Because I’m a sucker, I romanticized the whole idea of it, I think. I imagined that I could understand what the characters in those self-indulgent movies about fumbling your way through adulthood and relationships from your past and present (About Alex, Celeste and Jesse Forever, etc.) are going through. I read essays from Chloe Caldwell and Melissa Broder and re-read All This Has Nothing to Do with Me and Mickey with an entirely new comprehension level. I even made a god damn playlist.

Which, again, is really new and really weird. I used to be able to appreciate these things as an outsider. I guess I just didn’t realize I’d be able to relate to them so soon, even in the most basic, fleeting sense. I’m in a brand new demographic and my life’s starting to reflect that.

A lot of my friends told me how much my moment of anti-clarity resonated with them and their own experiences, even if they differ in the specifics. I poke fun (and cringe) at the idea of “#relatable reads” and hugot culture, but there’s still really something about the universality of certain situations and emotions: “I get that.” I think that’s what I was trying to do, too, looking for solace and new perspectives in the creative work of other people.

From the Olena Kalytiak Davis poem “Kafka and Milena About to Meet in Vienna”:

when i last saw you
i handed you a poem in which you were already dead
when i last saw you
you misunderstood what i hadn’t yet just said 
when i last saw you
there was a blanket over my head
you said you knew where i lived 
the threshold and the backward glance
i am glad you aren’t here now
but (in the margins) i am also sad
not your face
only the way you walked away
through the tables in the café

From “Business, Yeah” by The Preatures:

I saw you on the street today, you were
looking worse off than I remember
When I held you in my hands, but man,
my hands didn’t understand what they were holding
And now I, I know you live it
I see it you live it
For me it’s just business
...
Do you walk around talking to me? Do you
still get that pain in your chest?
Does it make you nervous?

You might be thinking: “If you’re so over him, how are you still writing about him this way?” I don’t think it’s something so simply put. I’m still kicking myself over the way everything unfolded, but I don’t really want to go back in time and do it over. There are so many things I’ll never know for sure, but I’m holding on to the things I have found to be true. (Like the fact that he’s kept the wrong people around.) My need to get it all out is more about the circumstances than it is about a particular person.

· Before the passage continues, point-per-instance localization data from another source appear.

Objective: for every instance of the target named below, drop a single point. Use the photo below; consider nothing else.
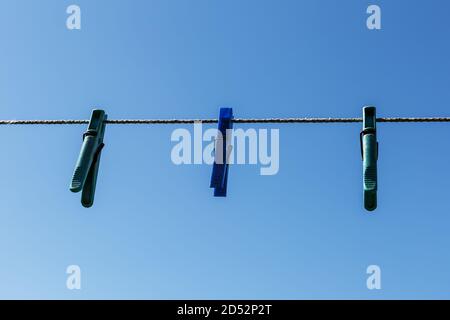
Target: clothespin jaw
(369, 153)
(219, 177)
(86, 170)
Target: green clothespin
(86, 169)
(369, 153)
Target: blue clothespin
(219, 177)
(86, 169)
(369, 153)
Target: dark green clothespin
(86, 169)
(369, 153)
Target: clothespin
(219, 177)
(86, 169)
(369, 153)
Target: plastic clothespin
(369, 153)
(219, 177)
(86, 169)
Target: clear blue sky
(156, 231)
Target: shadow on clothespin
(369, 153)
(219, 177)
(86, 170)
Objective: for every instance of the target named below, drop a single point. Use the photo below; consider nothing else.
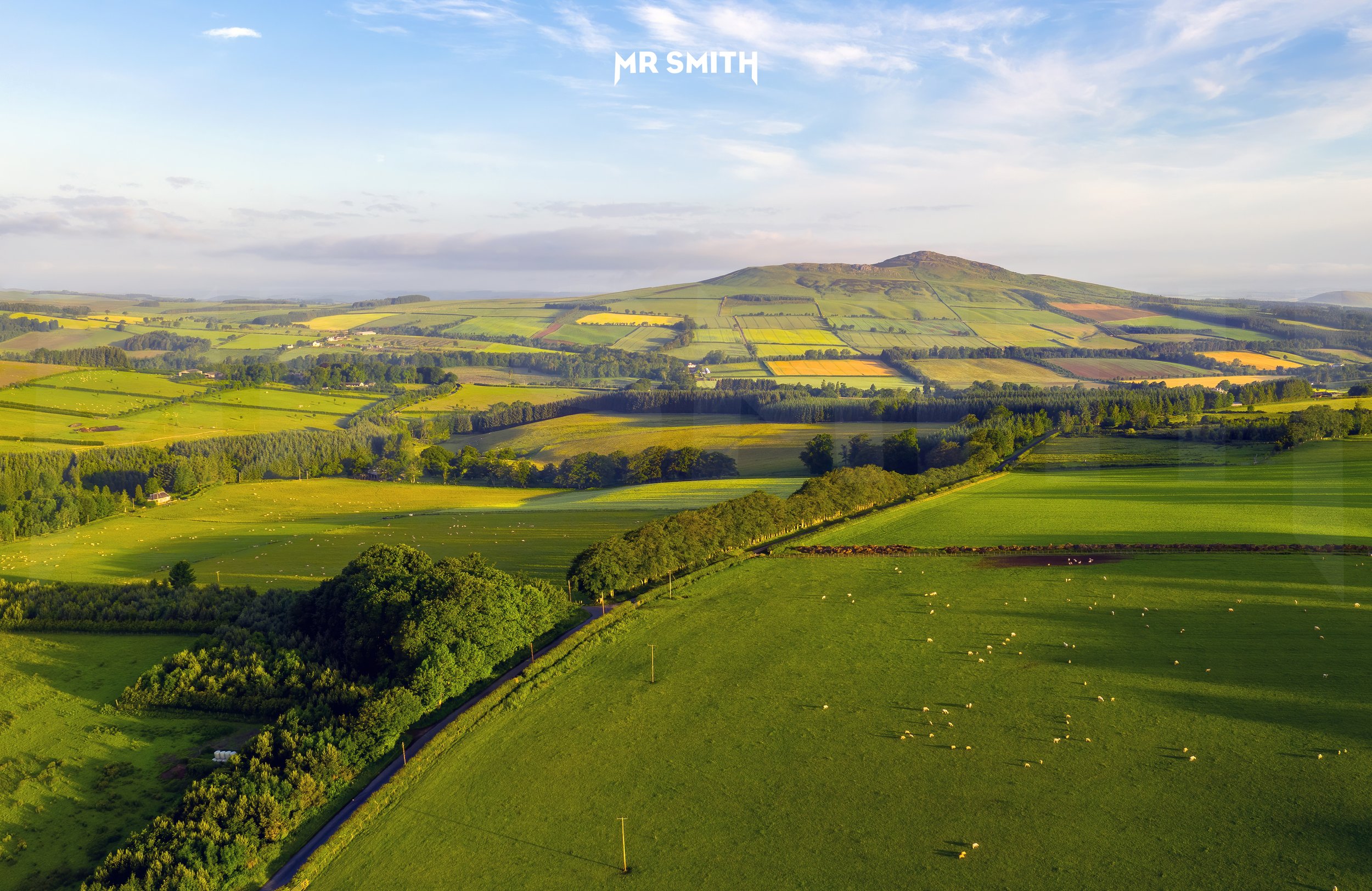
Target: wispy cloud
(231, 33)
(476, 12)
(577, 29)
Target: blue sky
(1176, 146)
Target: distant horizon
(1176, 147)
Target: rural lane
(286, 873)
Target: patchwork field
(1204, 381)
(298, 532)
(1320, 494)
(839, 368)
(1257, 359)
(346, 321)
(799, 336)
(1121, 369)
(133, 383)
(478, 397)
(1102, 312)
(626, 318)
(774, 351)
(1075, 453)
(800, 738)
(961, 373)
(77, 776)
(291, 401)
(23, 372)
(761, 449)
(73, 401)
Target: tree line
(695, 538)
(48, 491)
(339, 672)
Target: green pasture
(588, 335)
(759, 447)
(645, 337)
(1189, 324)
(25, 372)
(291, 401)
(1127, 731)
(298, 532)
(59, 401)
(131, 383)
(1319, 494)
(1006, 335)
(718, 336)
(862, 383)
(961, 373)
(1073, 453)
(76, 775)
(498, 326)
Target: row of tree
(695, 538)
(588, 471)
(341, 672)
(55, 490)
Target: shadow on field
(508, 838)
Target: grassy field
(786, 743)
(59, 401)
(291, 401)
(133, 383)
(1073, 453)
(761, 449)
(475, 397)
(1300, 405)
(1320, 493)
(961, 373)
(76, 776)
(346, 321)
(23, 372)
(298, 532)
(1257, 359)
(1204, 381)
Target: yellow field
(1256, 359)
(846, 368)
(1204, 381)
(626, 318)
(62, 323)
(345, 321)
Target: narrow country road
(287, 872)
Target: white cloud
(231, 33)
(476, 12)
(578, 31)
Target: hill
(1342, 298)
(920, 276)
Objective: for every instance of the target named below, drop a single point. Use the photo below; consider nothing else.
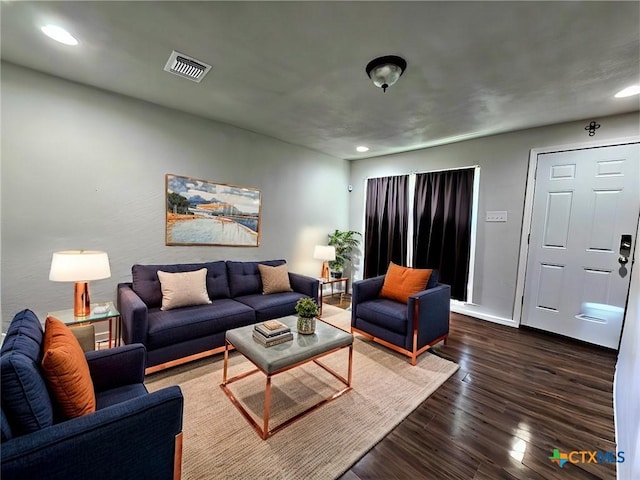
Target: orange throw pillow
(66, 370)
(402, 282)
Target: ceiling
(296, 70)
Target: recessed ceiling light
(59, 34)
(629, 91)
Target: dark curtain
(386, 220)
(442, 226)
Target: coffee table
(271, 361)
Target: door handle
(625, 249)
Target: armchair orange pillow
(66, 370)
(402, 282)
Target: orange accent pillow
(66, 370)
(402, 282)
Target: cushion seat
(271, 306)
(169, 327)
(385, 313)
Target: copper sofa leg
(177, 458)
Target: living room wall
(503, 161)
(83, 168)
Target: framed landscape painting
(200, 212)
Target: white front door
(584, 202)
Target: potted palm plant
(307, 311)
(344, 242)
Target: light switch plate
(496, 216)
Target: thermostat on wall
(496, 216)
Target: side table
(331, 282)
(112, 314)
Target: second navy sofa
(182, 334)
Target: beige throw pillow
(274, 279)
(183, 289)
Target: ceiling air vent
(186, 66)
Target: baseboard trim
(461, 308)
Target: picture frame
(201, 212)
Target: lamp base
(325, 270)
(81, 303)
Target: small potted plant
(307, 311)
(345, 242)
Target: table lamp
(80, 266)
(325, 253)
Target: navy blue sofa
(410, 328)
(175, 336)
(132, 433)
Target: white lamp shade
(79, 266)
(324, 252)
(385, 74)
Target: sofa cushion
(25, 399)
(147, 284)
(274, 279)
(272, 306)
(170, 327)
(402, 282)
(183, 289)
(389, 314)
(7, 434)
(244, 277)
(66, 370)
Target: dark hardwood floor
(519, 394)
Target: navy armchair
(410, 328)
(132, 433)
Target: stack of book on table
(271, 333)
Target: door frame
(528, 209)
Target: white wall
(626, 391)
(503, 161)
(85, 169)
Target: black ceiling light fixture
(385, 71)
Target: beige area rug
(220, 444)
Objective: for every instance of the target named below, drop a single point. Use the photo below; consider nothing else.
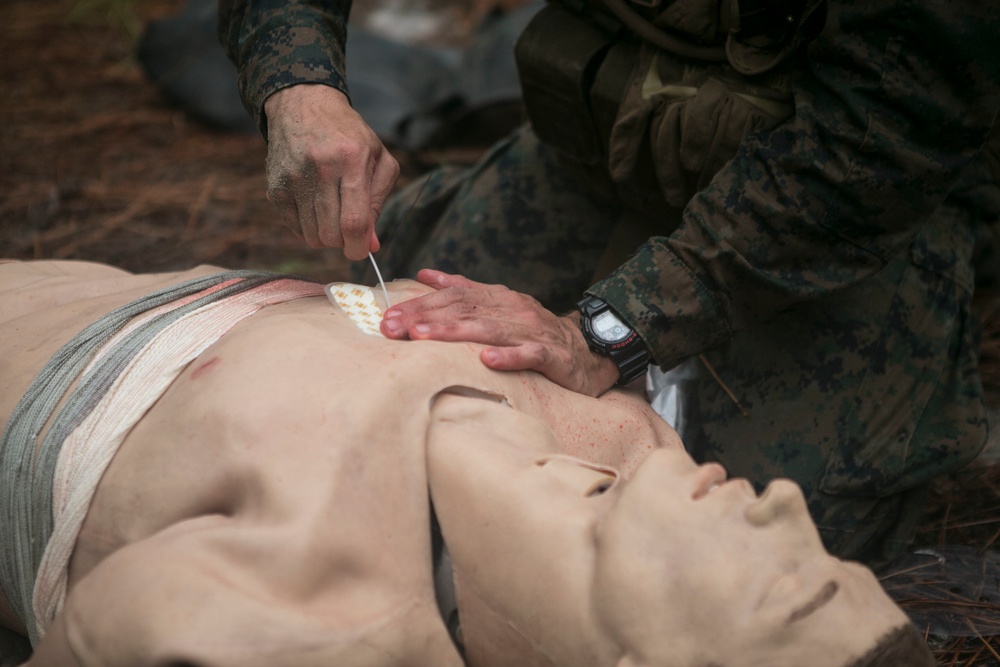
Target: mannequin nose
(782, 500)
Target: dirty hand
(520, 334)
(327, 171)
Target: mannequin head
(566, 563)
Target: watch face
(609, 328)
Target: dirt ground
(94, 165)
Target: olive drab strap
(660, 93)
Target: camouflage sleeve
(894, 100)
(279, 43)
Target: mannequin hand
(327, 172)
(520, 334)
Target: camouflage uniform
(824, 274)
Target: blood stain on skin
(205, 368)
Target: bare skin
(327, 171)
(517, 331)
(282, 484)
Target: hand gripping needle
(381, 282)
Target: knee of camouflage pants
(519, 217)
(862, 397)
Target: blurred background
(119, 143)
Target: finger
(327, 214)
(438, 326)
(357, 220)
(383, 180)
(306, 208)
(440, 279)
(527, 357)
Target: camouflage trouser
(849, 394)
(520, 217)
(845, 395)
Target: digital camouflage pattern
(277, 44)
(824, 274)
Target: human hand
(327, 171)
(520, 334)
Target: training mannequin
(274, 504)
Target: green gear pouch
(557, 56)
(688, 118)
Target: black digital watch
(607, 335)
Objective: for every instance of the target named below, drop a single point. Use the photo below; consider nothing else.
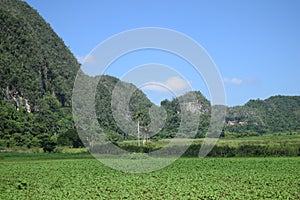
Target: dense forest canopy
(37, 73)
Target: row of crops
(187, 178)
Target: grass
(79, 176)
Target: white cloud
(174, 84)
(235, 81)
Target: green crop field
(79, 176)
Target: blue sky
(254, 43)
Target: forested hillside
(273, 115)
(37, 73)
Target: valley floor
(80, 176)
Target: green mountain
(37, 73)
(34, 60)
(273, 115)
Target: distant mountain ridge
(37, 73)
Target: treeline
(37, 73)
(243, 150)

 And I might have used him just to get some creative exploitation out of it.

Okay, okay, I definitely did.

These songs and books are showing me that I’m not alone in my momentary lapses of judgment and emotion and that I’m not being defensive. You don’t have to want something to miss it.

When I finished that essay I found that I still don’t write about anyone the way I write about him. That doesn’t mean anything, though, because everyone I’ve had a crush on Post-Him has been an acquaintance at best. Sometimes I wonder if I write about him differently, or if he would recognize himself at all in my paragraphs and verses. Thing is, I don’t quite think I even do anymore, myself.